I only asked because I'm definitely in the 'anti-Apple' camp, so I don't know! In my mind they have definitely overtaken M$ (in fact many years ago) in the 'big evil corporation' stakes - and Facebook and Google are fast approaching number #2 and #3 on the list, if they are not already there...

It's odd to write this, but I feel like being on side of the underdog when I say that I prefer Microsoft & it's environments. Or maybe something UNIX based - that's a operating system that really makes me feel like you are on a 'puter. (ahh happy memories of my PhD circa mid-1990s)


----------



## Lenny (Jun 20, 2012)

I must say that I would never have expected a physicist to come out and say they prefer Microsoft and their environments! Every single one I've met over the course of my degree and Master's are very much in the Linux camp (but then, their departments forced Python on them, rather than something sensible). As a computer scientist, I suppose I ought to be too, but I also prefer Microsoft (but not .NET. Heavens, I'd take Java over .NET any day).
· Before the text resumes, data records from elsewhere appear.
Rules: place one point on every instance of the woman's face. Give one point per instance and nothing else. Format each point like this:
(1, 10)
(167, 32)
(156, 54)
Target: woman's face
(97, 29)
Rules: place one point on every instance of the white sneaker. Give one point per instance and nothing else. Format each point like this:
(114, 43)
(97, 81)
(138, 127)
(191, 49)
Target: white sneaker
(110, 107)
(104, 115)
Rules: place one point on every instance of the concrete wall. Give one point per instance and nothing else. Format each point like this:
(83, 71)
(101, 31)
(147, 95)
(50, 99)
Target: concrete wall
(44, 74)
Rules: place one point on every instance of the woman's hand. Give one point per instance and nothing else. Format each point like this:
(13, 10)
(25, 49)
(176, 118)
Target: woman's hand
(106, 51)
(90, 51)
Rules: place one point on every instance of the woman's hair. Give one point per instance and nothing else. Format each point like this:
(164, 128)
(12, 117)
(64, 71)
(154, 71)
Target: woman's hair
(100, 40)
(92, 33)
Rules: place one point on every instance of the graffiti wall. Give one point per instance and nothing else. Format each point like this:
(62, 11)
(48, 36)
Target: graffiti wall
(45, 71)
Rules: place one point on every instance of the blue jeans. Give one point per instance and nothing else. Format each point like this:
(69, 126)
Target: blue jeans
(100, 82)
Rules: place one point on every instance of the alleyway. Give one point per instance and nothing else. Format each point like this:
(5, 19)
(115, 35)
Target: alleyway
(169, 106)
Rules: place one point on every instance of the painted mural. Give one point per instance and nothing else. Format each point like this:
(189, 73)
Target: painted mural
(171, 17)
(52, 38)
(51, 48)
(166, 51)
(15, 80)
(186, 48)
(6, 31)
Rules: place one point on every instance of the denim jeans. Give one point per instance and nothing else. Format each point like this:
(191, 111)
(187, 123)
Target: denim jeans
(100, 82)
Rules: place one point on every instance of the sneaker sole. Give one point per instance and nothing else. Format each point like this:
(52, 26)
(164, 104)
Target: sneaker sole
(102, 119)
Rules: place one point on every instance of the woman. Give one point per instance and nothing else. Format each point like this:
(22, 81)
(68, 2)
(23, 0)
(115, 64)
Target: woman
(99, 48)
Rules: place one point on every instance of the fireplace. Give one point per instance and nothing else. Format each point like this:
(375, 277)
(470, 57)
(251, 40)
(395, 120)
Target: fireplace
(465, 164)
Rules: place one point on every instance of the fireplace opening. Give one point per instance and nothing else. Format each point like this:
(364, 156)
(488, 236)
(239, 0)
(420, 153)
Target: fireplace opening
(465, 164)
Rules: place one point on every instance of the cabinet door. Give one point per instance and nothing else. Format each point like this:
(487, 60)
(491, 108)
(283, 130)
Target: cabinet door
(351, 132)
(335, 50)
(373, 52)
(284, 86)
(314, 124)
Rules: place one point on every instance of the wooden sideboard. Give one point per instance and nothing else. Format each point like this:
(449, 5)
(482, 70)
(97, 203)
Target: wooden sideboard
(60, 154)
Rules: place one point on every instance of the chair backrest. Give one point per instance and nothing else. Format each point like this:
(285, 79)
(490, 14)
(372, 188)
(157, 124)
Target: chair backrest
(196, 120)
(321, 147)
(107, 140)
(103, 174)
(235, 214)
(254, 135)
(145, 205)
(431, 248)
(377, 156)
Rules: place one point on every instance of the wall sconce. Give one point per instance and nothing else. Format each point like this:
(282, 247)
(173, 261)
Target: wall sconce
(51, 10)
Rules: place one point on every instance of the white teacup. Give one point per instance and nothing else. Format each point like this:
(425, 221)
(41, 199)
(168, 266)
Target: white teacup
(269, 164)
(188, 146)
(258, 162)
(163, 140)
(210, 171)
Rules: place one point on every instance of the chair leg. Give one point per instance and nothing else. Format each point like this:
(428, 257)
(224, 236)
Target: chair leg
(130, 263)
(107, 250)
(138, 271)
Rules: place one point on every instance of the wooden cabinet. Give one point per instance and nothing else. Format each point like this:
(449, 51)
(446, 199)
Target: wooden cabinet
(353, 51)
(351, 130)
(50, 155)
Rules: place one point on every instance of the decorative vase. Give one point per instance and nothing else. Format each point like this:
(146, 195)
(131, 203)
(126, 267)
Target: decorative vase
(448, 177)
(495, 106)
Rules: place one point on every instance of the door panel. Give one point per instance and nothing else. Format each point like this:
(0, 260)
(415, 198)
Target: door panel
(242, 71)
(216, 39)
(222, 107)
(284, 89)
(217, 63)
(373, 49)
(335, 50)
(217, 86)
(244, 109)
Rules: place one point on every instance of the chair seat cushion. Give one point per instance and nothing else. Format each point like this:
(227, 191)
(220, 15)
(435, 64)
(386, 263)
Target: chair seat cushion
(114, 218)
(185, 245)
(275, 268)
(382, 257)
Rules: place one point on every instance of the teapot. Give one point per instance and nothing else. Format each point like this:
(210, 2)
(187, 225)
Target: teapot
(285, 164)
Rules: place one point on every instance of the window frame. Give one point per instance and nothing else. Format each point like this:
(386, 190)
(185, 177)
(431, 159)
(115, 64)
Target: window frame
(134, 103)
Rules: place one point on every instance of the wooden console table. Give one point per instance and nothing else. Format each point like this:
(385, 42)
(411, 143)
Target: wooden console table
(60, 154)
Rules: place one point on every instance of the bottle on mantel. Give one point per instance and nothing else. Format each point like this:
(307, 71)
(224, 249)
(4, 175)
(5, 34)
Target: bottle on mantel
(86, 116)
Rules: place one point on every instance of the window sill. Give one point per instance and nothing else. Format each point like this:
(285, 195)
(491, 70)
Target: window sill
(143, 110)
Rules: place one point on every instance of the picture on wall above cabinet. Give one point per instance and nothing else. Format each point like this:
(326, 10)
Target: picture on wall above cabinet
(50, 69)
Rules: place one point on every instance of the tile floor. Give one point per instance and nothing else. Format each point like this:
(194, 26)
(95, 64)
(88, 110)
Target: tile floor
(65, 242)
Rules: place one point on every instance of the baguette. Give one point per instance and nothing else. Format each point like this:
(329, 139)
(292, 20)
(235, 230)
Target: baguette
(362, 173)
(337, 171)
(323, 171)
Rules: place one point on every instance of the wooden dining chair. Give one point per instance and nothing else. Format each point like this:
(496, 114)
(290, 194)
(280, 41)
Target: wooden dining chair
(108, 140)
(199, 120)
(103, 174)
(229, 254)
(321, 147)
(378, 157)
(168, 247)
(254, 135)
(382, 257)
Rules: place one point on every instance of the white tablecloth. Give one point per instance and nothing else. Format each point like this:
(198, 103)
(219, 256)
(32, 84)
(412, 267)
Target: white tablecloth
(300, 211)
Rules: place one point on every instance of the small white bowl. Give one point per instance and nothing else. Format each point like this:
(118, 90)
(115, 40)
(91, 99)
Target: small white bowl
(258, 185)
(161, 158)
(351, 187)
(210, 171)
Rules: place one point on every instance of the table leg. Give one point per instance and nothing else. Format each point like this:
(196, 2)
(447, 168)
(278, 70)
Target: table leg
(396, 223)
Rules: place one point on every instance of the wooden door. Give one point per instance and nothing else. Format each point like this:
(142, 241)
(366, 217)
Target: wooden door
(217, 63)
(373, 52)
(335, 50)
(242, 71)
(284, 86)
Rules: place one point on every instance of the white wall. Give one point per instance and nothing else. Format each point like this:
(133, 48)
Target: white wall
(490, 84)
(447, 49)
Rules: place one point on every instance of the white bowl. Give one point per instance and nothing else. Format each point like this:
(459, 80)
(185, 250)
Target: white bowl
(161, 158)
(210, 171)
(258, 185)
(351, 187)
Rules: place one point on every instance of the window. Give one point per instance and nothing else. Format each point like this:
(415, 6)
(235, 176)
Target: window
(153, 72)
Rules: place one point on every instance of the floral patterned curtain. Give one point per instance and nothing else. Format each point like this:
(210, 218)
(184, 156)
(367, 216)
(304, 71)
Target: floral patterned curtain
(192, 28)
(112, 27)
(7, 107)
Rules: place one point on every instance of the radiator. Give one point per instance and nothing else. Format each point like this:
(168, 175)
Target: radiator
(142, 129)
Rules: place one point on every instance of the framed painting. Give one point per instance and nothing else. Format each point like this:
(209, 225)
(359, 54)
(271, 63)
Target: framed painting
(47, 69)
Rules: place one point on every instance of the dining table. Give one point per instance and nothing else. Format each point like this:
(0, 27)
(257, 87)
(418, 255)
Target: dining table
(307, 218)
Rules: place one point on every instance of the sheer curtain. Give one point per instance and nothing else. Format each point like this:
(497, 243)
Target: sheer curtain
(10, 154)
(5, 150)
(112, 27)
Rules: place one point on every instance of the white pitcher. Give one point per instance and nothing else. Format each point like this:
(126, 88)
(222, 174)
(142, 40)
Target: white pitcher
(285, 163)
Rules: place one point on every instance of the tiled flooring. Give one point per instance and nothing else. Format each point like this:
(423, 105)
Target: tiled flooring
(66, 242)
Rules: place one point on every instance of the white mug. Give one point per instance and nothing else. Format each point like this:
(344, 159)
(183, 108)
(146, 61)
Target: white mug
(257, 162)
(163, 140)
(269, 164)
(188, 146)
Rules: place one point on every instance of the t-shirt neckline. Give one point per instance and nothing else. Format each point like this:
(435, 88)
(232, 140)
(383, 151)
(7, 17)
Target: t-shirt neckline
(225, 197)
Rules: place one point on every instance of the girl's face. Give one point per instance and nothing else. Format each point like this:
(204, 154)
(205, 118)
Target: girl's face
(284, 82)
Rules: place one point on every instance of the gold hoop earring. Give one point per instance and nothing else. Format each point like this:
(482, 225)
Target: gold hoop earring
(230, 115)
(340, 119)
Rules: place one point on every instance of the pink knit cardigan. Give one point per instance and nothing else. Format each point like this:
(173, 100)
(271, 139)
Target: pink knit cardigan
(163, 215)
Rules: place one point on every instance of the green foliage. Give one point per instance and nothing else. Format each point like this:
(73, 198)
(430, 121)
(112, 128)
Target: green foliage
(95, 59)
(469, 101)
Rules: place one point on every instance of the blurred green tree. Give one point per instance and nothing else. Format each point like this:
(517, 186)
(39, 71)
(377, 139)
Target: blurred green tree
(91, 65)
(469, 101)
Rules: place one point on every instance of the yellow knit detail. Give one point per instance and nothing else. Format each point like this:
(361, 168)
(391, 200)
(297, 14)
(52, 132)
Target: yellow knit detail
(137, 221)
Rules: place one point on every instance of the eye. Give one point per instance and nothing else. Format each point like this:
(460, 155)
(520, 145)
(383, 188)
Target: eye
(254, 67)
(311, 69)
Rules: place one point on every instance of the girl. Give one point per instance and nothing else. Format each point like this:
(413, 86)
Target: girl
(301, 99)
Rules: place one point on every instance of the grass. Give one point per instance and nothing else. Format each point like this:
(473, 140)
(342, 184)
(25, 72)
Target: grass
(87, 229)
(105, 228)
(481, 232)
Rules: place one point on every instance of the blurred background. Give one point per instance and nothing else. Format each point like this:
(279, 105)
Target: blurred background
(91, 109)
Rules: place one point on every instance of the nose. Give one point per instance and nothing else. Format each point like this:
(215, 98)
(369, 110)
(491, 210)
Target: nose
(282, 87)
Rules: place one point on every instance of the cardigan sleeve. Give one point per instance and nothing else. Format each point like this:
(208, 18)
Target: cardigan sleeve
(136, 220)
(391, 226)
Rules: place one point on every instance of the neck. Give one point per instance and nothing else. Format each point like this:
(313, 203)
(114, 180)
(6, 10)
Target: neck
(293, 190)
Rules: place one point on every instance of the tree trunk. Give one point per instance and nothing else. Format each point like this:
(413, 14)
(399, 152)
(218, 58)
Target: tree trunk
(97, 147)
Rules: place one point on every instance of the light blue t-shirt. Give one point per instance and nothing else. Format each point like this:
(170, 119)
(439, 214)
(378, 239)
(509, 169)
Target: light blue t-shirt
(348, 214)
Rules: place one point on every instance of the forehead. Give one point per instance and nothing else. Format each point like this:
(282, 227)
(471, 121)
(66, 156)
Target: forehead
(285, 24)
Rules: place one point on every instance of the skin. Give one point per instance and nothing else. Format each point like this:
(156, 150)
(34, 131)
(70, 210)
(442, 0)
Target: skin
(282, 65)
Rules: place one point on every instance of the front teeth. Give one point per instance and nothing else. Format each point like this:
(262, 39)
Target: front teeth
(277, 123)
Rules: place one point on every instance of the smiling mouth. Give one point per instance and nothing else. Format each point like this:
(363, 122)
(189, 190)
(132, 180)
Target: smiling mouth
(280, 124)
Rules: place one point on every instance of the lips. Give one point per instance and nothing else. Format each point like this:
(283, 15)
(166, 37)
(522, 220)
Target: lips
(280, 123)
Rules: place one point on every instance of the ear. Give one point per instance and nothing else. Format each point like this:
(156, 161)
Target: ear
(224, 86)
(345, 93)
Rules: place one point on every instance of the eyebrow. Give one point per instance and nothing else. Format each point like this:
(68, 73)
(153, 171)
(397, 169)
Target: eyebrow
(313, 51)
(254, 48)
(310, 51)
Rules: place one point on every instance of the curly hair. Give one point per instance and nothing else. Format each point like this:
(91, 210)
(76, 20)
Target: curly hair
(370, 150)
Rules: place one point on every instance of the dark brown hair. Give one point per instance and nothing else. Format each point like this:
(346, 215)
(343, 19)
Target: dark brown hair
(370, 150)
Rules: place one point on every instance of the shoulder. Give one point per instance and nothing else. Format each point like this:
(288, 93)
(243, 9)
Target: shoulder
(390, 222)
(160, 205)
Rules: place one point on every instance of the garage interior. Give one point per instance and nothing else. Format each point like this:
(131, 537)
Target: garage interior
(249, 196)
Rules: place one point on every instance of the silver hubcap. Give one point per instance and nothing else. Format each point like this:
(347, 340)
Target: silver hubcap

I think it's safe to assume, what with Apple's walled garden, that getting anything on to an iDevice, or into an iService, will require Apple software like iTunes, and a lot of hoop-jumping, as opposed to the tried-and-tested method of drag-and-drop.


----------



## Venusian Broon (Jun 20, 2012)

Lenny said:


> I must say that I would never have expected a physicist to come out and say they prefer Microsoft and their environments! Every single one I've met over the course of my degree and Master's are very much in the Linux camp (but then, their departments forced Python on them, rather than something sensible). As a computer scientist, I suppose I ought to be too, but I also prefer Microsoft (but not .NET. Heavens, I'd take Java over .NET any day).


 
I would too be pining for something UNIXy were it not for the fact that I worked at Autonomy for 9 months just before it IPO'd. So it was there that I took a big crash course in all things Microsoft and C/C++ - and also saw what was happening in the real world . 

I definitely got the 'C' bug off that phase of my life - now on C# and loving what you can do with it.

EDIT: Oooh and other major reason, all my favourite computer games needed M$ - big reason!!!


----------